While readers have Hiroshima, a novel written by Pulitzer Prize-winning journalist John Hersey, to get an idea of post-World War II Japan conditions from Japanese citizens, not many first-hand accounts of the post-World War II Germany exist.
According to Monmouth College English professor Mary Bruce, it was “covered in rubble,” “absolutely shattered,” and filled with a broken people, many of whom were pressured into supporting a tyrant they did not privately support for fear of potentially deadly consequences.
“It’s history, and it’s told through the eyes of a child,” Bruce said.
With a memoir that describes these conditions in full detail, Bruce is bridging the gap of understanding. While other children played and ran in their houses, from the ages of nine to 12 in post-war Germany, Bruce lived and played in Villa Hügel, a sprawling estate in Essen, Germany that housed the Krupp foundation.

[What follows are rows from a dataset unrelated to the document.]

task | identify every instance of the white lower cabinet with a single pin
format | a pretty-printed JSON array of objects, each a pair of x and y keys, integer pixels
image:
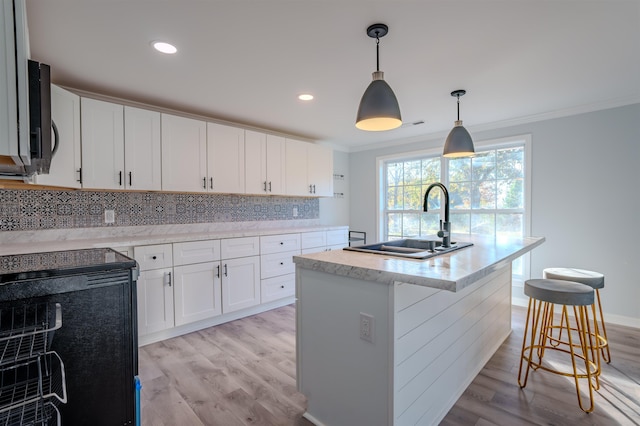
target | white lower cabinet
[
  {"x": 278, "y": 287},
  {"x": 155, "y": 301},
  {"x": 197, "y": 292},
  {"x": 240, "y": 283},
  {"x": 155, "y": 288}
]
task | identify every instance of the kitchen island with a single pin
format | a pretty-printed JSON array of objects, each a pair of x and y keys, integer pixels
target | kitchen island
[{"x": 384, "y": 340}]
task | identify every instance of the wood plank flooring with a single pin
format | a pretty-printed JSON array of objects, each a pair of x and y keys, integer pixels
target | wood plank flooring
[{"x": 243, "y": 373}]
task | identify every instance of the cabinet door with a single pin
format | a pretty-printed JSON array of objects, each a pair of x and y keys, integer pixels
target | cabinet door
[
  {"x": 65, "y": 164},
  {"x": 197, "y": 292},
  {"x": 240, "y": 283},
  {"x": 102, "y": 144},
  {"x": 255, "y": 163},
  {"x": 184, "y": 154},
  {"x": 225, "y": 152},
  {"x": 142, "y": 149},
  {"x": 320, "y": 170},
  {"x": 276, "y": 171},
  {"x": 272, "y": 265},
  {"x": 278, "y": 287},
  {"x": 155, "y": 301},
  {"x": 296, "y": 168}
]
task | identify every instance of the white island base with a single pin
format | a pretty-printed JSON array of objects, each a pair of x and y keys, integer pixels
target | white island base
[{"x": 428, "y": 346}]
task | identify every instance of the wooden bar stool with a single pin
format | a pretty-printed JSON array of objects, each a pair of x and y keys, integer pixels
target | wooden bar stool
[
  {"x": 596, "y": 281},
  {"x": 543, "y": 295}
]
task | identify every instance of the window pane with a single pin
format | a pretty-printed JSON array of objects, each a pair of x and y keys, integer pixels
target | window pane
[
  {"x": 460, "y": 223},
  {"x": 509, "y": 224},
  {"x": 484, "y": 195},
  {"x": 459, "y": 169},
  {"x": 394, "y": 198},
  {"x": 412, "y": 172},
  {"x": 430, "y": 224},
  {"x": 510, "y": 163},
  {"x": 510, "y": 194},
  {"x": 431, "y": 170},
  {"x": 483, "y": 224},
  {"x": 411, "y": 225},
  {"x": 394, "y": 224},
  {"x": 460, "y": 195},
  {"x": 394, "y": 174},
  {"x": 413, "y": 197},
  {"x": 484, "y": 166}
]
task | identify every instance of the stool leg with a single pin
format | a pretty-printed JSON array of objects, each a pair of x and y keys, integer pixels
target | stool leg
[
  {"x": 581, "y": 325},
  {"x": 607, "y": 357},
  {"x": 533, "y": 314}
]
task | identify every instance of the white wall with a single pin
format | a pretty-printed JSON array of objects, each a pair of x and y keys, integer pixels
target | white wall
[
  {"x": 335, "y": 211},
  {"x": 585, "y": 198}
]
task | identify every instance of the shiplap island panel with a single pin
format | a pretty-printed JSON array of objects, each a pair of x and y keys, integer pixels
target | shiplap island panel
[{"x": 436, "y": 322}]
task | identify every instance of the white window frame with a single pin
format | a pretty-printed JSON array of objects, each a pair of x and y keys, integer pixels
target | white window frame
[{"x": 518, "y": 280}]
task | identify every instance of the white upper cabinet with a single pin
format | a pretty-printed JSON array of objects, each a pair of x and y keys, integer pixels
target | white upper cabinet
[
  {"x": 102, "y": 144},
  {"x": 225, "y": 154},
  {"x": 142, "y": 149},
  {"x": 66, "y": 162},
  {"x": 120, "y": 146},
  {"x": 309, "y": 169},
  {"x": 184, "y": 154},
  {"x": 264, "y": 163}
]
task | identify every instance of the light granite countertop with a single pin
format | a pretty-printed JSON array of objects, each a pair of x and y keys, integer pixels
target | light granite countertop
[
  {"x": 452, "y": 271},
  {"x": 23, "y": 242}
]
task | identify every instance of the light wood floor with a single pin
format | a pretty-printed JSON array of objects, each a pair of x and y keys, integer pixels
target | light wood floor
[{"x": 243, "y": 373}]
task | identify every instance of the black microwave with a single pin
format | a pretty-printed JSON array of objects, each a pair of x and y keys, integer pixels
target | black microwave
[{"x": 43, "y": 135}]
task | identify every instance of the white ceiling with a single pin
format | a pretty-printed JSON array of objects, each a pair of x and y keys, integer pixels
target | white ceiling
[{"x": 245, "y": 61}]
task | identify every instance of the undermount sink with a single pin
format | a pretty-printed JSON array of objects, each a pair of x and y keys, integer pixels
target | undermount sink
[{"x": 412, "y": 248}]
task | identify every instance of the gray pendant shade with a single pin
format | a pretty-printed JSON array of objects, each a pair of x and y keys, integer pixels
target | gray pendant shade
[
  {"x": 378, "y": 108},
  {"x": 459, "y": 142}
]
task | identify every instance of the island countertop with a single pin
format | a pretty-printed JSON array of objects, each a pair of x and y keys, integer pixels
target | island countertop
[{"x": 451, "y": 271}]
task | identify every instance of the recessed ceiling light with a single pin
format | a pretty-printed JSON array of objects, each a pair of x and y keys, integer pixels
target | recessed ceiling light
[{"x": 163, "y": 47}]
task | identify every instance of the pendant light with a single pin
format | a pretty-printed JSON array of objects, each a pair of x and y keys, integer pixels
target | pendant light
[
  {"x": 378, "y": 108},
  {"x": 459, "y": 143}
]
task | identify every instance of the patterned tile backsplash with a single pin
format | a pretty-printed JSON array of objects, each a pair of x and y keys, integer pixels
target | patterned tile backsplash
[{"x": 22, "y": 210}]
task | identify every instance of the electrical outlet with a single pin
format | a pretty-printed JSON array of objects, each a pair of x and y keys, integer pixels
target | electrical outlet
[
  {"x": 366, "y": 327},
  {"x": 109, "y": 216}
]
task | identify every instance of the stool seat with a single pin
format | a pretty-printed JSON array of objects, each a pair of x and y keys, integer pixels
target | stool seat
[
  {"x": 593, "y": 279},
  {"x": 560, "y": 292}
]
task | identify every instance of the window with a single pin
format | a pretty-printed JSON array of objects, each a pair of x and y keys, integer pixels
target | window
[{"x": 488, "y": 193}]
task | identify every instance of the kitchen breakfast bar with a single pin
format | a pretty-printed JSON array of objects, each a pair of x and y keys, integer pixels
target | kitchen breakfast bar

“I was amazed at how much I remembered,” Bruce said. “It was exciting to get it on paper because I had forgotten very little. As I remembered one thing, I’d remember another.”
Post World-War II, Villa Hügel housed Bruce’s family after previously being host to Alfred Krupp, on trial because of the Krupp foundation’s status as a known financier of Adolph Hitler during World War II. Bruce credits her solitude and the building itself, which acted as a playground for her, for her creative imagination that spawned the desire to write, but her greatest inspiration for her latest book is the people who took care of her.
“Because of my dad’s work as a diplomat, I was mainly taken care of the servants, who were ‘the enemy,’” Bruce said.
“They were Germans, and they could have treated me terrible, but they were very kind to me. I wanted to write the book to show my deep fondness I had for them and for the circumstances they were in after the war.”
Since the war, the Krupp foundation has donated over 5,000 euros (the equivalent of $6,700) to various charities for recovery from World War II. The foundation is now paying for a translator for Bruce’s book.
While the book does not yet have a publication date, the foundation’s offer leads Bruce to believe that it will be published in Germany and “maybe the United States” afterwards, as her American publisher is interested in acquiring the publication rights. She is flying to meet her publisher and translator in Germany on Feb. 12.
“I would like to write a book after interviewing German and American World War II vets, but it is all up in the air right now,” Bruce said. “The main point for writing the book I just finished is because of the fondness I had for the people.”
The trip to Germany is only the beginning of her travel scheduling. From Feb. 19-25 Bruce will travel to the Netherlands on a ministry team for a retreat, return to Germany on Feb. 26, visit the head of the Krupp foundation on Feb. 27, give a reading from her book in Duisberg, Germany the next day, and interview German World War II veterans on March 1 for a future book.
Bruce will also go to Greece for the Monmouth College spring break trip and return in the fall to teach SOAR, after which she will retire from the college.